What about other identities that involve sums and squares, like $f_1f_2+\cdots +f_nf_{n+1}=f_{n+1}^2$ for $n$ odd?
Apply the technique described in this blog post to $F(x) F(y)$, then to $x F(x) F(y)$. The key observation here is that one can compute Hadamard products of rational functions using the residue theorem.
Here are the details on proving these identities using Hadamard products of generating functions. (You can find explanations of how to compute Hadamard products of rational functions here.)
I'll write $U(x)*V(x)$ for the Hadmard product of $U(x)$ and $V(x)$: $$\sum_{n=0}^\infty u_n x^n *\sum_{n=0}^\infty v_n x^n =\sum_{n=0}^\infty u_n v_n x^n.$$
Let $$F=\sum_{n=0}^\infty f_n x^n =\frac{1}{1-x-x^2}$$ and let $$F_1 = \sum_{n=0}^\infty f_{n+1}x^n = (F-1)/x = \frac{1-x}{1-x-x^2}.$$ Then we have $$ \sum_{n=0}^\infty f_{n}^2x^n=F*F=\frac{1-x}{1-2x-2x^2+x^3} $$ and $$ \sum_{n=0}^\infty f_{n}f_{n+1}x^n = F*F_1 = \frac{1}{1-2x-2x^2+x^3}. $$ Thus $(F*F)/(1-x) =F*F_1$. This proves the first identity $f_0^2 + \cdots + f_n^2 = f_{n+1}f_n$.

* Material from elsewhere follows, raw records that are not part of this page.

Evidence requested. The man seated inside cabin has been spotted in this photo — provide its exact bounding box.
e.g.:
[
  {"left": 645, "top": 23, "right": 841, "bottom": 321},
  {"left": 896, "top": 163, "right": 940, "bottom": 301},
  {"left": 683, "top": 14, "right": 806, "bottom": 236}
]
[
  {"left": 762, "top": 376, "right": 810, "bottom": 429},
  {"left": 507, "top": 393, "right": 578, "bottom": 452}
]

The second identity is stated incorrectly. It should be $$f_0f_1 + f_1f_2 +\cdots +f_n f_{n+1}= \begin{cases} f_{n+1}^2,&\text{if $n$ is even}\\ f_{n+1}^2 -1,&\text{if $n$ is odd}. \end{cases} $$ The generating function for the left side is $$\frac{F*F_1}{1-x}=\frac{1}{(1-x)(1-2x-2x^2+x^3)}.$$ We have $$\sum_{n=0}^\infty f_{n+1}^2 x^n = F_1*F_1= \frac{1+2x-x^2}{1-2x-2x^2+x^3}$$ and we find that $$\frac{F*F_1}{1-x} -F_1*F_1 = -\frac{x}{1-x^2},$$ which proves the corrected second identity.